If you’ve not come across regular expressions (RegEx) before then you’re missing out, they’re an incredibly powerful tool for matching, extracting or validating patterns of text.
I had a use case this week where I needed to take a SQL query, and quickly identify every table or view that was used in the query.
RegEx to the rescue!
(?<=((FROM[ \n\r]+)|(JOIN[ \n\r]+)|(APPLY[ \n\r]+)))((.?([a-zA-Z0-9_]+|([[a-zA-Z0-9._[]\s\$(){}+\?\<>|!]+])|("[a-zA-Z0-9._[]\s\$(){}+\?\<>|!]+")))+)
Let me break this down into chunks:
- We want any text that occurs after any of the following: FROM, JOIN, APPLY. We can use a ‘lookbehind’ assertion for this, and each of these words can be followed by any number of spaces, carriage returns or line feeds.
(?<=((FROM[ \n\r]+)|(JOIN[ \n\r]+)|(APPLY[ \n\r]+)))
- Then we want to have any number of repetitions of [an optional full stop, followed by] an entity name (entity being database, schema, table, view).

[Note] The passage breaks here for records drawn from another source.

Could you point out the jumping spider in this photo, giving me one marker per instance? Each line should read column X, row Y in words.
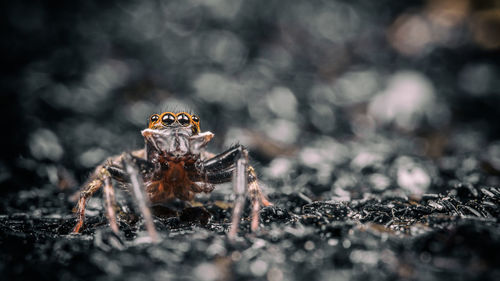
column 173, row 165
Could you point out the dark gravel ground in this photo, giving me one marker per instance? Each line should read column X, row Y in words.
column 379, row 150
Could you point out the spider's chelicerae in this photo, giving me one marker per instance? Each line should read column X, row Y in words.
column 173, row 165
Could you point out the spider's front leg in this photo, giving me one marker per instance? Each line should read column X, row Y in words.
column 138, row 191
column 102, row 176
column 233, row 164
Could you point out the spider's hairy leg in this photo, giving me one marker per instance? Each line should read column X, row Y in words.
column 101, row 176
column 257, row 198
column 233, row 164
column 139, row 193
column 109, row 195
column 240, row 187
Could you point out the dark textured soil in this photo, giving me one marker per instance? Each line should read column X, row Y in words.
column 378, row 146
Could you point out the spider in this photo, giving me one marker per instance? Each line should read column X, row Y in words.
column 174, row 164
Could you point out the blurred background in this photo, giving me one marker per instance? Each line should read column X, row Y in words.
column 308, row 86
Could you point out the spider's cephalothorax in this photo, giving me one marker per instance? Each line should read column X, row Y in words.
column 173, row 165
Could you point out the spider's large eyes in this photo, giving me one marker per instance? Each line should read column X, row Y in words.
column 183, row 119
column 168, row 119
column 154, row 118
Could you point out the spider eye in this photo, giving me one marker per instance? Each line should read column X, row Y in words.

The entity name being any combination of lower case, upper case, digits or underscore
(.?[a-zA-Z0-9_]+)
- We then extend this to say if the entity is surrounded by [ ] or ” ” then other reserved characters are allowed as well, most of these have to be escaped in RegEx using \
([[a-zA-Z0-9._[]\s\$(){}+\?\<>|!]+])
(“[a-zA-Z0-9._[]\s\$(){}+\?\<>|!]+”)
We can then put them all together to give us a list of tables. To test this I love Derek Slager’s awesome online RegEx test utility – makes testing any RegEx simple and quick.
A big shout out to @RolandBouman, @MobileCK and @TheStephLocke for pointing out some gaps and optimisations.
That’s all for now, </FrogBlog Out>